Cependant, les registres provinciaux ne contiennent plus les textes des lois.
– L'Ontario
Quant
à la province de l'Ontario, elle se rendit célèbre par son Règlement 17 qui
interdisait l'enseignement en français au-delà des deux premières années du
niveau primaire dans les écoles de la province. Les élites
canadiennes-française se mobilisèrent pour faire respecter l'article 93 de la
Loi constitutionnelle de 1867, mais cette disposition constitutionnelle se
révéla inefficace pour la protection des droit des minorités francophones, du
fait qu'une disposition semblait trop exposée aux pressions politiques de la majorité
anglophone. Par ailleurs, l'interprétation qu'en fit en 1916 le comité
judiciaire du Conseil privé de Londres apparaît aujourd'hui restrictif: «Les
droits linguistiques ne jouissent d'aucune protection au plan constitutionnel,
à l'exception de l'usage du français devant les tribunaux et aux parlements
d'Ottawa et de Québec.»
– Le Manitoba
La
loi de 1870 créant la province du Manitoba, c'est-à-dire la Loi sur le
Manitoba, accordait une protection aux écoles séparées francophones (article
22) et établissait le bilinguisme officiel au sein du Parlement (article 23),
tout comme pour le Québec. Cependant, tout bascula en 1890 avec l'adoption de
la fameuse Official Language Act (ou Loi sur la langue officielle), qui fit de
l'anglais la seule langue des registres, des procès-verbaux et des lois du
gouvernement manitobain. L'anglais devenait aussi la seule langue permise dans
toutes les activités judiciaires.
Dans la province du Manitoba, Wilfrid
Laurier, fraîchement élu premier ministre du Canada en 1896, avait refusé de
désavouer la loi provinciale. Le compromis dit Laurier-Greenway ne rétablit pas
le système des écoles séparées, mais permit à nouveau l'enseignement religieux,
selon certaines normes, dans les écoles publiques. Toutefois, un règlement sur
les écoles, appelé le «compromis Laurier-Greenway», comprenait une disposition
permettant l'enseignement d'une autre langue que l'anglais dans les «écoles
bilingues», là où 10 élèves ou plus parlaient cette langue. Il s'agissait de
consacrer une demi-heure par jour à l'enseignement de la religion en français.

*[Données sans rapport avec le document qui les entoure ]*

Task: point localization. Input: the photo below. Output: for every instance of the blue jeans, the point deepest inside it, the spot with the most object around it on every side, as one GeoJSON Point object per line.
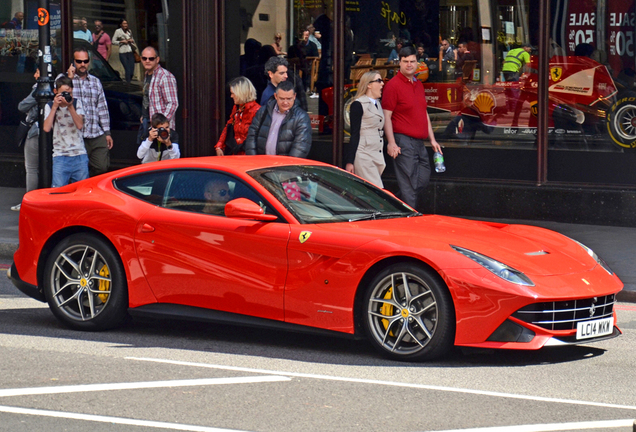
{"type": "Point", "coordinates": [69, 169]}
{"type": "Point", "coordinates": [143, 130]}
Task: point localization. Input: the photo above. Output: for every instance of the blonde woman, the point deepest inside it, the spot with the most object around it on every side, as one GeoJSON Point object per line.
{"type": "Point", "coordinates": [277, 46]}
{"type": "Point", "coordinates": [363, 155]}
{"type": "Point", "coordinates": [232, 138]}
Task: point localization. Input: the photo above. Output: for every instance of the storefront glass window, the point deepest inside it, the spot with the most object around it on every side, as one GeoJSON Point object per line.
{"type": "Point", "coordinates": [592, 75]}
{"type": "Point", "coordinates": [148, 25]}
{"type": "Point", "coordinates": [259, 30]}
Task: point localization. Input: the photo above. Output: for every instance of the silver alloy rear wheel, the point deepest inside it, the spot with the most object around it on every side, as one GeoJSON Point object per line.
{"type": "Point", "coordinates": [85, 283]}
{"type": "Point", "coordinates": [409, 314]}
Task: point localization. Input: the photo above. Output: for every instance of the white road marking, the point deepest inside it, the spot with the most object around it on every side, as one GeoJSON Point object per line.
{"type": "Point", "coordinates": [112, 420]}
{"type": "Point", "coordinates": [391, 383]}
{"type": "Point", "coordinates": [603, 424]}
{"type": "Point", "coordinates": [139, 385]}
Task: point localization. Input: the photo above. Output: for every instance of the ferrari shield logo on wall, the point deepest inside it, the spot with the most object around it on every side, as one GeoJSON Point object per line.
{"type": "Point", "coordinates": [534, 108]}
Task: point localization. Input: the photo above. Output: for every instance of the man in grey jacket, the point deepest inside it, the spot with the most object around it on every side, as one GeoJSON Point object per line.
{"type": "Point", "coordinates": [281, 127]}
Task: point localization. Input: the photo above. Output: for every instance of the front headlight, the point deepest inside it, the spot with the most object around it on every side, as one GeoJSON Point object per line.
{"type": "Point", "coordinates": [500, 269]}
{"type": "Point", "coordinates": [598, 259]}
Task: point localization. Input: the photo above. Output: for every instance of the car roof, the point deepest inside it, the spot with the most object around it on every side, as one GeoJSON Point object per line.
{"type": "Point", "coordinates": [225, 163]}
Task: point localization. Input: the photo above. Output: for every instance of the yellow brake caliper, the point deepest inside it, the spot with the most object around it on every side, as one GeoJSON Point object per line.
{"type": "Point", "coordinates": [387, 308]}
{"type": "Point", "coordinates": [104, 285]}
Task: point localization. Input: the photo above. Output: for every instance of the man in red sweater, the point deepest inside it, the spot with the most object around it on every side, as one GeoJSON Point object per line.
{"type": "Point", "coordinates": [406, 126]}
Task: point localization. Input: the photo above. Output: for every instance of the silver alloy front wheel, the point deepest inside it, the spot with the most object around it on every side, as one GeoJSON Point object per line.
{"type": "Point", "coordinates": [409, 314]}
{"type": "Point", "coordinates": [85, 286]}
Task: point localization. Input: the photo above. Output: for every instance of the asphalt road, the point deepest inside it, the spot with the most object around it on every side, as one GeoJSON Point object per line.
{"type": "Point", "coordinates": [166, 375]}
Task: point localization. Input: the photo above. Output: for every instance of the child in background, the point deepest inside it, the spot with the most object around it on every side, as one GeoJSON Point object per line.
{"type": "Point", "coordinates": [66, 117]}
{"type": "Point", "coordinates": [160, 143]}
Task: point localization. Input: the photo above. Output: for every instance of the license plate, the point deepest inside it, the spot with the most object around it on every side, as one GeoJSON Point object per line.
{"type": "Point", "coordinates": [596, 328]}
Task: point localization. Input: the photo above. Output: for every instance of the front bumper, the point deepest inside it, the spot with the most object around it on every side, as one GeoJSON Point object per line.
{"type": "Point", "coordinates": [28, 289]}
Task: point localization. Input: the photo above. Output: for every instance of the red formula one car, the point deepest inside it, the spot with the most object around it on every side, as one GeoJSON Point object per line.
{"type": "Point", "coordinates": [291, 243]}
{"type": "Point", "coordinates": [584, 100]}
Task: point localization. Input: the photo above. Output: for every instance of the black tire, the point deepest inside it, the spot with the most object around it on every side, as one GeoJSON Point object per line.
{"type": "Point", "coordinates": [621, 121]}
{"type": "Point", "coordinates": [85, 283]}
{"type": "Point", "coordinates": [413, 324]}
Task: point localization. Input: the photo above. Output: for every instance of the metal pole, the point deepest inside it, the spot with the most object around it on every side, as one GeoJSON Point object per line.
{"type": "Point", "coordinates": [44, 92]}
{"type": "Point", "coordinates": [544, 75]}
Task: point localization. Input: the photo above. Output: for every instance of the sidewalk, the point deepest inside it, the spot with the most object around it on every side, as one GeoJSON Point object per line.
{"type": "Point", "coordinates": [616, 245]}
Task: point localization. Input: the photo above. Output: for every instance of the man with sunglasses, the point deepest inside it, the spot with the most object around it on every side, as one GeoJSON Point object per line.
{"type": "Point", "coordinates": [160, 91]}
{"type": "Point", "coordinates": [96, 132]}
{"type": "Point", "coordinates": [406, 126]}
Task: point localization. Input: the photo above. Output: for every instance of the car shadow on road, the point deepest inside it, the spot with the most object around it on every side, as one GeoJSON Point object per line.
{"type": "Point", "coordinates": [275, 344]}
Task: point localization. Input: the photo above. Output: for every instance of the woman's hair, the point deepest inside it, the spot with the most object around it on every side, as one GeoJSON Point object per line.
{"type": "Point", "coordinates": [365, 80]}
{"type": "Point", "coordinates": [243, 89]}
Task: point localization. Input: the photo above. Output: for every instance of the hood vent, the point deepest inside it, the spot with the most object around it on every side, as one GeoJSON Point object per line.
{"type": "Point", "coordinates": [537, 253]}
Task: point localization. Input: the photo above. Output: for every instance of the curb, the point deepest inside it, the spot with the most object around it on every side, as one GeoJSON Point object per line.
{"type": "Point", "coordinates": [7, 249]}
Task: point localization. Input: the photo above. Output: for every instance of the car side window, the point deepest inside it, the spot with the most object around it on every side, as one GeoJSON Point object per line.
{"type": "Point", "coordinates": [149, 187]}
{"type": "Point", "coordinates": [206, 192]}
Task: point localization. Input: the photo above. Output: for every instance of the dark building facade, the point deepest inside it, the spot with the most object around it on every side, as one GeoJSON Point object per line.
{"type": "Point", "coordinates": [555, 141]}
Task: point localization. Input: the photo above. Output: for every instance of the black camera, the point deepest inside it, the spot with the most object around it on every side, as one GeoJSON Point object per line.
{"type": "Point", "coordinates": [163, 133]}
{"type": "Point", "coordinates": [67, 96]}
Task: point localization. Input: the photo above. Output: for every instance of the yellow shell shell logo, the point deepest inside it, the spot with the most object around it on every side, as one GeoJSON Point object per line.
{"type": "Point", "coordinates": [484, 102]}
{"type": "Point", "coordinates": [304, 236]}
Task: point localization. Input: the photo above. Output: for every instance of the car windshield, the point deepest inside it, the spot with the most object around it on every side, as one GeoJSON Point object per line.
{"type": "Point", "coordinates": [317, 194]}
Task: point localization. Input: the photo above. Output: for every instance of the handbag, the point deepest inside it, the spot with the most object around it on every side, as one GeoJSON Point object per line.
{"type": "Point", "coordinates": [23, 129]}
{"type": "Point", "coordinates": [231, 146]}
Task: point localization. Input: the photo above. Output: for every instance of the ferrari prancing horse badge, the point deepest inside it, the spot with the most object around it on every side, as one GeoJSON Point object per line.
{"type": "Point", "coordinates": [304, 236]}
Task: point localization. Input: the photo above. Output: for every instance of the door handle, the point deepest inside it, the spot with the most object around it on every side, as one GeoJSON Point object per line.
{"type": "Point", "coordinates": [146, 228]}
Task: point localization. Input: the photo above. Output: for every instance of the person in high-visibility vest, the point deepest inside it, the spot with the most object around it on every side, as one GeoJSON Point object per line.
{"type": "Point", "coordinates": [514, 61]}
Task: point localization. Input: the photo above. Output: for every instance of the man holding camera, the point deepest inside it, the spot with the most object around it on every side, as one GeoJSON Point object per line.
{"type": "Point", "coordinates": [161, 143]}
{"type": "Point", "coordinates": [96, 132]}
{"type": "Point", "coordinates": [65, 117]}
{"type": "Point", "coordinates": [160, 91]}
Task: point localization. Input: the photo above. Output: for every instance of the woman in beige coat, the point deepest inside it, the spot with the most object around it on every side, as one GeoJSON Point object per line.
{"type": "Point", "coordinates": [364, 155]}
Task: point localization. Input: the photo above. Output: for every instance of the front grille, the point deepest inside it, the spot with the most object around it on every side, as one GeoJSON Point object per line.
{"type": "Point", "coordinates": [564, 315]}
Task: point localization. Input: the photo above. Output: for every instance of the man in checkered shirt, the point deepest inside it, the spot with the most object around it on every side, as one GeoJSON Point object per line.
{"type": "Point", "coordinates": [160, 91]}
{"type": "Point", "coordinates": [88, 89]}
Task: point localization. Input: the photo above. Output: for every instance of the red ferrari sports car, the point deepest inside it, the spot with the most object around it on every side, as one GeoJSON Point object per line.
{"type": "Point", "coordinates": [298, 244]}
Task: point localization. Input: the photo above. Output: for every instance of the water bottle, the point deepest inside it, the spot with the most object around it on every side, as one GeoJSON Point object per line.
{"type": "Point", "coordinates": [438, 158]}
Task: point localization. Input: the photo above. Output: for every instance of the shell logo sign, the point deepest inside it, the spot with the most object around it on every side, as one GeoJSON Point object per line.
{"type": "Point", "coordinates": [484, 103]}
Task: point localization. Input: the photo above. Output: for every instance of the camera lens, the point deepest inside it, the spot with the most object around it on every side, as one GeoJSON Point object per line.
{"type": "Point", "coordinates": [163, 133]}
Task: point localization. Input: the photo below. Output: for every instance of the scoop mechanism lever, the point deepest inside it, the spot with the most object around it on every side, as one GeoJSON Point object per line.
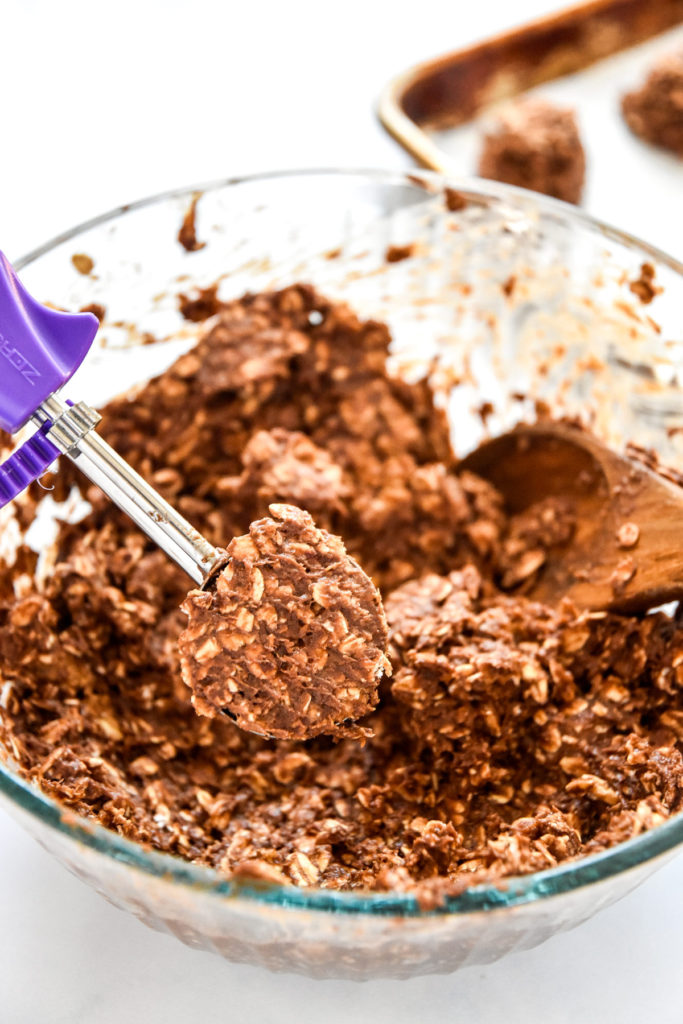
{"type": "Point", "coordinates": [40, 350]}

Ce compromis fut de courte durée, car de nouveaux règlements annulèrent cette
disposition en 1896 et firent de l'anglais la seule langue d'enseignement dans
toutes les écoles publiques du Manitoba.
– La Saskatchewan et l'Alberta
En
1905, lors de la création des provinces de la Saskatchewan et de l'Alberta
formées à même les Territoires du Nord-Ouest, aucune garantie constitutionnelle
ne fut accordée aux minorités franco-catholiques de ces nouvelles provinces,
alors que le gouvernement fédéral ne manifestait pas de volonté pour protéger
ces droits, pas plus qu'il ne l'avait fait lors des conflits scolaires au
Nouveau-Brunswick et au Manitoba. La loi scolaire de l'Alberta, l'Alberta
School Act adoptée en 1905, imposa l'anglais comme seule langue d'enseignement,
tout en autorisant un certain usage du français dans les classes primaires. En
Saskatchewan, la School Act de 1909 fit de l'anglais la seule langue
d'enseignement, mais permit usage limité du français dans les classes
primaires. En 1927, le Ku Ku Klan de cette province mena une campagne contre
l’enseignement en français, le port de l’habit religieux et la présence de
crucifix dans les écoles.
En 1929, une troisième loi de la
Saskatchewan abolissait encore le français dans les écoles; cette loi reprenait
et explicitait celle de 1918. En 1931, une modification à la Loi scolaire
imposait l'anglais comme unique langue d'enseignement dans les écoles publiques
de la province. Le français étant interdit durant les heures normales de
classes, mais il était permis d'offrir des cours de français après la classe.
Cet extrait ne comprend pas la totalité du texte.